Elas estão em todas as regiões da cidade. Tanto nos lados leste e oeste quanto ao norte e nem mesmo a bela zona sul escapa delas. As favelas fazem parte do cenário urbano da cidade. Algumas, formadas há décadas, como a comunidade do Jardim Nicéia, outras, ‘instaladas’ recentemente, como as do Jardim Manchester e Aimorés.
Diferentes das comunidades que se organizam nos grandes centros como São Paulo, as moradias das favelas de Bauru são nitidamente mais precárias. Com exceção de alguns lugares, onde os barracos são erguidos com tijolos ou blocos de concreto, a maior parte dos barracos onde geralmente vivem de quatro a cinco pessoas em Bauru é feita de madeira ou restos de construção.
Enquanto em São Paulo a maioria dos barracos é de alvenaria e as famílias criam novos andares para abrigar a família que cresce como o passar dos anos, em Bauru os barracos são feitos de madeira, material pouco resistente, e os cômodos crescem para os lados, na horizontal.
É comum nesses lugares encontrar moradores que construíram um novo quarto, um outro barraco no mesmo terreno para receber a família que cresceu. “A gente nunca sabe quando isso vai acontecer. O mundo está tão diferente, a filha pode aparecer a grávida ou o filho pode trazer a namorada para morar aqui devido à gravidez”, explica Antônio de Jesus Marcondes, que construiu um novo quarto ao lado do seu barraco no Jardim Europa para o filho, que agora mora com a namorada no local.
No Jardim Nicéia, uma das mais antigas comunidades de Bauru, existe um misto de moradias construídas de alvenaria e outras de madeira. Luiz Carlos Marcondes, que mora no local há 18 anos, conta que a casa está bem diferente agora.

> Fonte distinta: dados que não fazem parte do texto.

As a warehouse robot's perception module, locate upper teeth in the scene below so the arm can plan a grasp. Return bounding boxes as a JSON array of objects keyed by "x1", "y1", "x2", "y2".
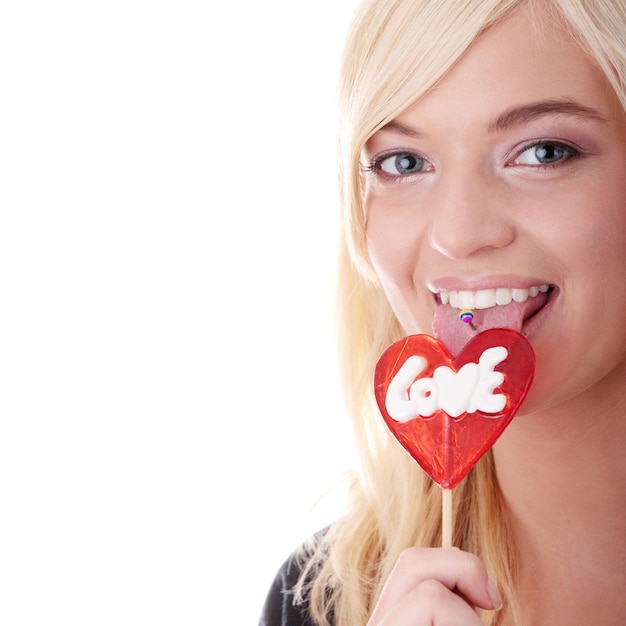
[{"x1": 439, "y1": 285, "x2": 550, "y2": 309}]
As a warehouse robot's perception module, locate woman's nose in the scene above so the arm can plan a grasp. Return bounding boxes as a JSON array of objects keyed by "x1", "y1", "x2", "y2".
[{"x1": 429, "y1": 168, "x2": 515, "y2": 260}]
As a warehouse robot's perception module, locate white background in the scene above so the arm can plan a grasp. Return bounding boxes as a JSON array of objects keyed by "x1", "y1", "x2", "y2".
[{"x1": 0, "y1": 0, "x2": 356, "y2": 626}]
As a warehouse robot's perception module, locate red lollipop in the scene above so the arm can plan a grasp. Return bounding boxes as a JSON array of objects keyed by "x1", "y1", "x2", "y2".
[{"x1": 374, "y1": 328, "x2": 535, "y2": 540}]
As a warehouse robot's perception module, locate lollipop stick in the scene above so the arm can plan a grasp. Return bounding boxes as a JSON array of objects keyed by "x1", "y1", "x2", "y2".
[{"x1": 441, "y1": 489, "x2": 452, "y2": 548}]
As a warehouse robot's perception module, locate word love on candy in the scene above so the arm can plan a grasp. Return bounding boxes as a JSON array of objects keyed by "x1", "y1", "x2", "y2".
[{"x1": 374, "y1": 328, "x2": 535, "y2": 489}]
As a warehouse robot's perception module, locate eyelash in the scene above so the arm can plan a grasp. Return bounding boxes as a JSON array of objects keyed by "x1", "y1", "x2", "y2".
[
  {"x1": 513, "y1": 139, "x2": 582, "y2": 169},
  {"x1": 364, "y1": 139, "x2": 582, "y2": 182}
]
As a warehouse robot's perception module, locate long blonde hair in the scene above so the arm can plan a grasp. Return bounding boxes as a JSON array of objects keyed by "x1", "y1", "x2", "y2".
[{"x1": 298, "y1": 0, "x2": 626, "y2": 626}]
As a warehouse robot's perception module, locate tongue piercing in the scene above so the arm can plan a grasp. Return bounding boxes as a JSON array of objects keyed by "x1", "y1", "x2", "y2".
[
  {"x1": 459, "y1": 309, "x2": 476, "y2": 330},
  {"x1": 459, "y1": 309, "x2": 474, "y2": 324}
]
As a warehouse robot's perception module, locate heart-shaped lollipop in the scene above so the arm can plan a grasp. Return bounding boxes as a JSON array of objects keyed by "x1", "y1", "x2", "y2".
[{"x1": 374, "y1": 328, "x2": 535, "y2": 489}]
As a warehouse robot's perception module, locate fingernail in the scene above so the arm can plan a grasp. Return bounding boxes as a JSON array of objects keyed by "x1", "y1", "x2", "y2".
[{"x1": 487, "y1": 580, "x2": 502, "y2": 611}]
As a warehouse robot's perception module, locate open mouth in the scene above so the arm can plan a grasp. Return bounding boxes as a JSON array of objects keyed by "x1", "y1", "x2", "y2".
[{"x1": 433, "y1": 283, "x2": 559, "y2": 354}]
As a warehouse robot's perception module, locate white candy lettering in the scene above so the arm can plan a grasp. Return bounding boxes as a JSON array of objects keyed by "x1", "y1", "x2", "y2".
[{"x1": 385, "y1": 346, "x2": 508, "y2": 422}]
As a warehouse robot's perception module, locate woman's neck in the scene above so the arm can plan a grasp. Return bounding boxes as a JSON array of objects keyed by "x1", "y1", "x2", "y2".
[{"x1": 494, "y1": 370, "x2": 626, "y2": 626}]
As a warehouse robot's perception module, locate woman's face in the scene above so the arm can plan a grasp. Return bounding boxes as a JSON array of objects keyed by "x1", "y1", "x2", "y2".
[{"x1": 363, "y1": 10, "x2": 626, "y2": 410}]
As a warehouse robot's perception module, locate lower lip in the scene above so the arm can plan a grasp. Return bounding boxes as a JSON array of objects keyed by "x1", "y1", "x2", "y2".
[{"x1": 522, "y1": 287, "x2": 559, "y2": 339}]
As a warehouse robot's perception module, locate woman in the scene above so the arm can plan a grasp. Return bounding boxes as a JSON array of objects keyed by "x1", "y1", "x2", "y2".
[{"x1": 261, "y1": 0, "x2": 626, "y2": 626}]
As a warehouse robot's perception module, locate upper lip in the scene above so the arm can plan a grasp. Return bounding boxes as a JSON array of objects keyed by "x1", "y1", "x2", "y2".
[{"x1": 428, "y1": 274, "x2": 554, "y2": 294}]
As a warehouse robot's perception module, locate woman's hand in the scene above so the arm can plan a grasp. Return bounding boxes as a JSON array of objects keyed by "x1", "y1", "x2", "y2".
[{"x1": 368, "y1": 548, "x2": 502, "y2": 626}]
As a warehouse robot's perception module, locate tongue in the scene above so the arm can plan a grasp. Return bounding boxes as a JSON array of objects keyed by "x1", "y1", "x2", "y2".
[{"x1": 433, "y1": 298, "x2": 535, "y2": 356}]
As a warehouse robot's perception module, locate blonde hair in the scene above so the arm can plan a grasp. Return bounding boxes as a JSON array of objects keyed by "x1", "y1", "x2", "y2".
[{"x1": 297, "y1": 0, "x2": 626, "y2": 626}]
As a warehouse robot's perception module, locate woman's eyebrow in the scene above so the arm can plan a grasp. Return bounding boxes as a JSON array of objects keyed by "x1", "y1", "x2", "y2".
[
  {"x1": 489, "y1": 100, "x2": 607, "y2": 133},
  {"x1": 379, "y1": 120, "x2": 425, "y2": 139}
]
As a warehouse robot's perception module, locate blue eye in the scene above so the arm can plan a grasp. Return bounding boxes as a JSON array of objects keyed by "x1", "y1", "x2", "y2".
[
  {"x1": 515, "y1": 141, "x2": 578, "y2": 165},
  {"x1": 372, "y1": 152, "x2": 428, "y2": 176}
]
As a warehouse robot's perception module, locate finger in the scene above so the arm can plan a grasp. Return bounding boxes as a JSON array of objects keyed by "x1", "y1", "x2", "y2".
[
  {"x1": 372, "y1": 548, "x2": 502, "y2": 618},
  {"x1": 370, "y1": 579, "x2": 484, "y2": 626}
]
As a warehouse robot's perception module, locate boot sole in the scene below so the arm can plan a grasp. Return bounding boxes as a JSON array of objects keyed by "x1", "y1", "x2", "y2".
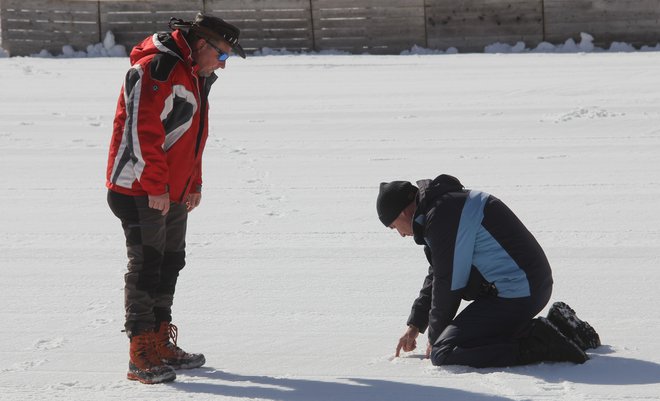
[
  {"x1": 163, "y1": 356, "x2": 206, "y2": 370},
  {"x1": 537, "y1": 317, "x2": 589, "y2": 364},
  {"x1": 126, "y1": 372, "x2": 176, "y2": 384},
  {"x1": 548, "y1": 302, "x2": 601, "y2": 351}
]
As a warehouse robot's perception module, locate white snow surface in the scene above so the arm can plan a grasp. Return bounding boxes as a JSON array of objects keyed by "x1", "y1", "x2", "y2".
[{"x1": 0, "y1": 52, "x2": 660, "y2": 401}]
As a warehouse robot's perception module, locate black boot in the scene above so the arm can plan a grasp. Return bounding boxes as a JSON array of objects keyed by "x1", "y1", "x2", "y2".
[
  {"x1": 548, "y1": 302, "x2": 600, "y2": 351},
  {"x1": 518, "y1": 317, "x2": 589, "y2": 365}
]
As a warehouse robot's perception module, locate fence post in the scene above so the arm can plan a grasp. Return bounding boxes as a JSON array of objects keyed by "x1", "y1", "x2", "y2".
[
  {"x1": 541, "y1": 0, "x2": 547, "y2": 42},
  {"x1": 309, "y1": 0, "x2": 317, "y2": 51}
]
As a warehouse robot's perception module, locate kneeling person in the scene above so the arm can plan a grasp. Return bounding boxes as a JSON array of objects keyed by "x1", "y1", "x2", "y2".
[{"x1": 376, "y1": 174, "x2": 600, "y2": 367}]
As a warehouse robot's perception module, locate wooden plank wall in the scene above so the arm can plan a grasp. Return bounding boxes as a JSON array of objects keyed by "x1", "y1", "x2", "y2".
[
  {"x1": 426, "y1": 0, "x2": 547, "y2": 51},
  {"x1": 312, "y1": 0, "x2": 426, "y2": 54},
  {"x1": 0, "y1": 0, "x2": 100, "y2": 55},
  {"x1": 99, "y1": 0, "x2": 204, "y2": 51},
  {"x1": 0, "y1": 0, "x2": 660, "y2": 55},
  {"x1": 205, "y1": 0, "x2": 314, "y2": 51},
  {"x1": 545, "y1": 0, "x2": 660, "y2": 47}
]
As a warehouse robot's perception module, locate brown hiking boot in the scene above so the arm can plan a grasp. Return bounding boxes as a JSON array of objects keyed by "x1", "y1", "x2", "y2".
[
  {"x1": 126, "y1": 332, "x2": 176, "y2": 384},
  {"x1": 156, "y1": 322, "x2": 206, "y2": 369}
]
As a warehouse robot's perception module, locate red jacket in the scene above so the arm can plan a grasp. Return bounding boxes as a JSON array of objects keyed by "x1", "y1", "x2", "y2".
[{"x1": 106, "y1": 31, "x2": 217, "y2": 203}]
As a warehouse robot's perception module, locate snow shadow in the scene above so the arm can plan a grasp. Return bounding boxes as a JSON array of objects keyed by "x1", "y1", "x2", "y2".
[
  {"x1": 170, "y1": 368, "x2": 512, "y2": 401},
  {"x1": 516, "y1": 354, "x2": 660, "y2": 386}
]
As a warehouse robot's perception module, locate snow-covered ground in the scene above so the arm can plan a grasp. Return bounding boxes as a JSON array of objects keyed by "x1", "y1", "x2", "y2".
[{"x1": 0, "y1": 52, "x2": 660, "y2": 401}]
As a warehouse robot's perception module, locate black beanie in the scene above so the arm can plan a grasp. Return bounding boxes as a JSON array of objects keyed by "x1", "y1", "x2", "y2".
[{"x1": 376, "y1": 181, "x2": 418, "y2": 227}]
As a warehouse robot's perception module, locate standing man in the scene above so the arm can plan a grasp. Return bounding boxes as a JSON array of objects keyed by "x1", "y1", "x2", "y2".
[
  {"x1": 376, "y1": 174, "x2": 600, "y2": 368},
  {"x1": 106, "y1": 14, "x2": 245, "y2": 384}
]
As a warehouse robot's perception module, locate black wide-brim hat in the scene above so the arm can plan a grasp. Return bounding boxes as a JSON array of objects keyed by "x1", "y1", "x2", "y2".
[{"x1": 180, "y1": 13, "x2": 245, "y2": 58}]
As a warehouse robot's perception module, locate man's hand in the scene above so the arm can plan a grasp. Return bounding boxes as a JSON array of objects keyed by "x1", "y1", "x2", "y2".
[
  {"x1": 395, "y1": 325, "x2": 419, "y2": 357},
  {"x1": 149, "y1": 192, "x2": 170, "y2": 216},
  {"x1": 186, "y1": 193, "x2": 202, "y2": 212}
]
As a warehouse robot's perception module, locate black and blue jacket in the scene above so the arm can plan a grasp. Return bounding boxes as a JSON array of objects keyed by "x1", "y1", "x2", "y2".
[{"x1": 408, "y1": 174, "x2": 552, "y2": 344}]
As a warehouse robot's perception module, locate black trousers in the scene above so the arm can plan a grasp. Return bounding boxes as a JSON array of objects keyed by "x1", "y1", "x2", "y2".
[
  {"x1": 108, "y1": 191, "x2": 188, "y2": 337},
  {"x1": 431, "y1": 285, "x2": 552, "y2": 368}
]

“Quando cheguei aqui eram apenas 12 ou 15 barracos todos de madeira”, lembra. Aos poucos, Marcondes foi erguendo sua nova casa no mesmo local. Hoje, a residência tem três andares e cada um dos quatro filhos tem seu canto determinado na casa.
Silvana Aparecida Nonato, também moradora do Jardim Nicéia, conta que se mudou para o local há cerca de 20 anos. Hoje apenas a filha mais velha não vive com ela na mesma casa, mas reside também no Nicéia. Recentemente, há cerca de 1 ano e meio, Norato foi pega de surpresa com a notícia de que a namorada do filho estava grávida e que viria morar na sua casa. “No início, a gente se apertou um pouco, mas depois construímos um quarto para eles”, conta.
No início, ela e o marido viviam no barraco com apenas dois quartos, hoje foram construídos, além do quarto onde o filho vive com nora e o neto de quatro meses, mais dois cômodos, onde vivem os outros filhos. “Eles querem privacidade, por isso a gente foi construindo mais quartos no local”, explica Nonato.
Se a primeira impressão é realmente a que fica, uma visita pelas favelas de Bauru dá a nítida idéia que elas estão a cada dia crescendo mais. Mas um levantamento realizado pela Secretaria Municipal do Bem-Estar Social (Sebes), em parceria com alunos da Faculdade de Serviço Social de Bauru da Instituição Toledo de Ensino (ITE), no início deste ano atesta o contrário. O balanço preliminar da pesquisa aponta para queda no número de barracos, da população que vive nesses locais e até mesmo das favelas.
Em 2004, a Defesa Civil do município realizou um levantamento parecido, que indicou a existência de 23 favelas, onde 2.215 moradias foram classificadas como precárias, totalizando cerca de 10 mil moradores. De acordo com o Instituto Brasileiro de Geografia e Estatística (IBGE), a média de moradores nas residências é de quatro pessoas, média que sobe para 4,5 em se tratando de favelas.
De acordo com a Sebes, o novo levantamento apontou que as favelas em Bauru começaram um processo inverso ao vivido na década anterior, quando o crescimento e o aparecimento de novas comunidades era visível. Hoje, segundo o levantamento, esse grupamento tem 1.695 barracos, 520 a menos do que o registrado no levantamento anterior.
Um dado que chama a atenção no novo levantamento é que algumas favelas que faziam parte do levantamento anterior não estão mais presentes. Comunidades como as do Jardim Olímpico e Parque Real, por integrar o processo de desfavelamento, não aparecem no documento entregue ao JC pela Sebes.